Average spend per head might drop, but this not a figure the company tracks, with customers coming in for a coffee one day, for a few pints another and for food on yet another occasion. Tracking menu prices against competitors is also something that is difficult to do.

“We do try to monitor other operators’ price increase against ours but trying to identify a single competitor is hard because we compete against everyone - Costa, Nero and Starbucks in the morning, independent café and restaurants at lunch and pubs and restaurants in the evening.”

 

brightside-web

Hitting the road

It is this broad church of appeal that informs Loungers’ future ambitions, with the company believing it can more than double its estate to 500 venues​ in the coming years. It currently operates around 205 sites, 170 of which are Lounges, with Wales still a nascent market and Scotland untapped territory.

“We’re not in Scotland yet. It’s not because we’ve got something against the Scottish, we’re very excited about its potential, but our expansion strategy has always been that if we jump too far from our heartland to a location where no we have no strength in depth it makes opening sites much more difficult. We generally nudge out.
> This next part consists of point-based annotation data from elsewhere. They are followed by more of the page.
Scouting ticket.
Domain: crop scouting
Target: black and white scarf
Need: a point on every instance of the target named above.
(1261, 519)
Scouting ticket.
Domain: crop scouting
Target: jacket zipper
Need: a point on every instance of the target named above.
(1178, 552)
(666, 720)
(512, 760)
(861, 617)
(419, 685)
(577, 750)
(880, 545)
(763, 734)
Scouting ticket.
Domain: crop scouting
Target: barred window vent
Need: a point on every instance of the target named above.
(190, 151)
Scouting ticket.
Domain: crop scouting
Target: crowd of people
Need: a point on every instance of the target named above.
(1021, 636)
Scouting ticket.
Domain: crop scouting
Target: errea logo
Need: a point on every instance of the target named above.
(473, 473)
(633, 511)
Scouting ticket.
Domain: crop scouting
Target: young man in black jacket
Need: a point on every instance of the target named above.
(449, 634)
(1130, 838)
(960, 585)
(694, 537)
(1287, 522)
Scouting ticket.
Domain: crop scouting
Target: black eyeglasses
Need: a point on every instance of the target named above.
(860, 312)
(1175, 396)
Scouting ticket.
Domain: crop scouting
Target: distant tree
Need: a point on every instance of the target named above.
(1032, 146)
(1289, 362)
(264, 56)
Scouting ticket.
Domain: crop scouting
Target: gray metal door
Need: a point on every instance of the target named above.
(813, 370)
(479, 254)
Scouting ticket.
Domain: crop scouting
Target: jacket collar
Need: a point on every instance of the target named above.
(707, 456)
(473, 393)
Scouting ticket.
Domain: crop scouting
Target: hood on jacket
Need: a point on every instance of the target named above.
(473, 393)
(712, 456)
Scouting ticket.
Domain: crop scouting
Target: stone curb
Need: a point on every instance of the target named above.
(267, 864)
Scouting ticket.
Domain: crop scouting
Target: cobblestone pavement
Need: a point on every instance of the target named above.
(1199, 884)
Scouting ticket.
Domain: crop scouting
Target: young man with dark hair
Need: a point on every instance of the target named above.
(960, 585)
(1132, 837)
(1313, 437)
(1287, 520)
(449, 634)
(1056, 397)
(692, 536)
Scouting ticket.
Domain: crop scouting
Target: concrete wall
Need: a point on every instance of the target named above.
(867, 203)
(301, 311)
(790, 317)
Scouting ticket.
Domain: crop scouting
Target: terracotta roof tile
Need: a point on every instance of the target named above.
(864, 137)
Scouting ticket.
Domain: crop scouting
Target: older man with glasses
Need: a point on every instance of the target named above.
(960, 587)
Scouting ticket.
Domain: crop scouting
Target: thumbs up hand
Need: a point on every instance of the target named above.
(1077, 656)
Bristol is our heartland and Durham is as far north as we have gone - there are huge swathes of the north east and west and even south east where we have sites but where there are loads more to go for.”

Closer on the horizon is the creation of a new brand that the company hopes will reverse the fortunes of the roadside diner. Called Brightside​, the brand has a pleasingly retro feel to it designed to fill the void left by the demise of brands such as Little Chef and Happy Eater.

The first will open on the A38, south of Exeter, in February 2023, followed by another on the A303 near Honiton, and a further one on the A38 near Saltash, both opening in the spring.

Unsurprisingly, the company believes there is scope for Brightside to become a truly national brand, one that will bring ‘genuine hospitality’ back to a sector that has been dominated by drive-thru and QSR concepts in recent years.

“We’ve had the itch for a while now to create a roadside restaurant concept that’s fit-for-purpose in the twenty-first century,” says Loungers founder and chairman Alex Reilley.

“For many people, the highlight of childhood road trips in days gone by was a stop at the likes of Little Chef.”

Once the domination of England’s roadsides has commenced, the company’s attention will eventually turn north of the border.

“In the coming years we will get to Scotland because there is a lot of opportunities there. From a Lounge perspective in particular there are still so many places to go for,” says Collins.

“Our brands have never looked more relevant, and we’re excited about the future.”